Monday, 14 May 2012
Baked French Toast! (aka Bread & Butter Pudding)
Growing up I hands-down hated bread and butter pudding. It was boring and bland and covered in sultanas (which I am most definitely NOT a fan of). Whenever it was on the menu, I was suddenly full after dinner and couldn't fit in another spoon full.
It wasn't until a couple years ago, when I saw the Pioneer Woman's recipe that I thought it was worth giving it a try. Her recipe (thank god) did not contain sultanas. When I tried it I was bowled over, it takes just like french toast! Here is my adapted version of the recipe -
2 tablespoons melted butter
2 tablespoons vanilla
2 1/2 cups milk
1 cup sugar
3 1/2 to 5 cups sourdough bread, cut into 1-inch cubes
1/3 cup nuts, chopped finely - pecans, walnuts or slivered almonds are my favourite
1 tsp cinnamon sugar
Maple syrup & thickened cream to serve
1. Preheat your oven to 160C. Lightly grease a large pie baking dish or a 9 inch regular baking dish.
2. Beat together eggs, butter, vanilla, milk & sugar.
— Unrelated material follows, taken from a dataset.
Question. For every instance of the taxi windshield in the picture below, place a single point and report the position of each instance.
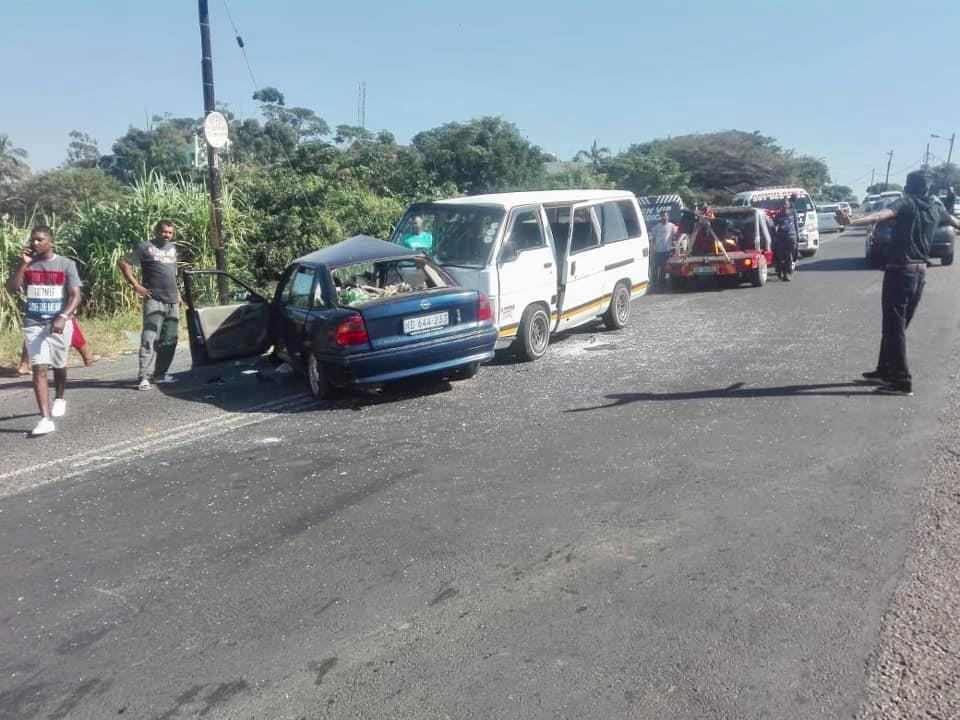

Mix until all the sugar has dissolved.
3. Arrange your bread cubes tightly in the baking dish, keeping the crusts facing upwards around the rim. Pour the wet ingredients over the bread. Top with nuts & sprinkle the cinnamon sugar over the top. Bake in the oven for 55 - 70 minutes or until crust is golden on top. You'll notice the bread puffs up whilst cooking.
4. Drizzle the pudding with maple syrup, serve with thickened cream.